Archbishop Chaput also said the first months of 2012 will see the resolution of all the cases of priests who have been suspended following allegations of sexual misconduct with minors, as well as the start in March of the abuse-related criminal trial of four priests or former priests of the archdiocese and a lay teacher.
“The harsh media environment likely to surround” the trial “will further burden our laypeople and our clergy,” the archbishop said. “But it cannot be avoided.”
Archbishop Chaput stressed that the “overwhelming majority” of priests “have served our people with exceptional lives of sacrifice and character.”
“The hard truth is that many innocent priests have borne the brunt of the church’s public humiliation and our people’s anger,” he said.
He also emphasized the role of church leaders as stewards of church resources “for the whole Catholic community, to carry out our shared apostolic mission as believers in Jesus Christ.”
“This means that as archbishop, I have the duty not just to defend those limited resources, but also to ensure that the church uses them with maximum care and prudence; to maximum effect; and with proper reporting and accountability,” he said.
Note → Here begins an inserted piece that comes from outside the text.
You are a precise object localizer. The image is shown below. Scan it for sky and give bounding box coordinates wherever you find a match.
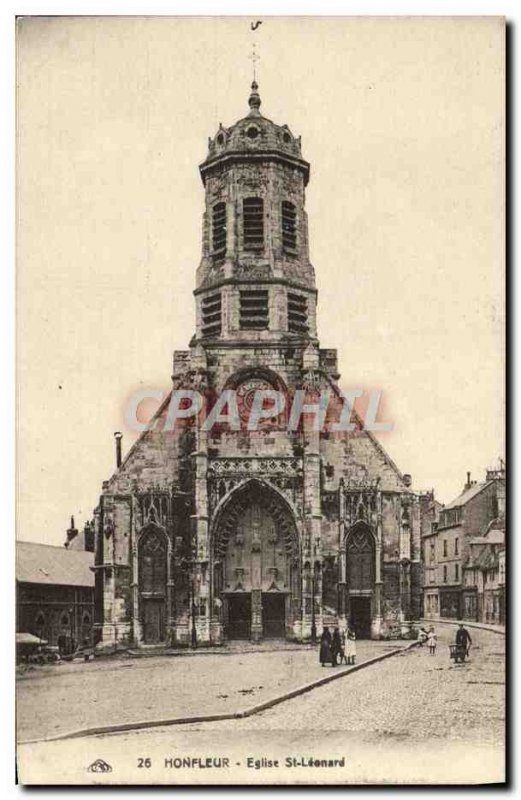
[16,17,505,545]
Although the archdiocese “remains strongly committed to the work of Catholic education,” Archbishop Chaput said that mission “is badly served by trying to sustain unsustainable schools.”
He said a blue-ribbon commission would make its recommendations in January and “will likely counsel that some, and perhaps many, schools must close or combine.” A similar “careful scrutiny must be applied to every aspect of our common life as a church, from the number and location of our parishes, to every one of our archdiocesan operational budgets,” he said.
“This honest scrutiny can be painful, because real change is rarely easy; but it also restores life and health, and serves the work of God’s people,” Archbishop Chaput said. “We cannot call ourselves good stewards if we do otherwise.”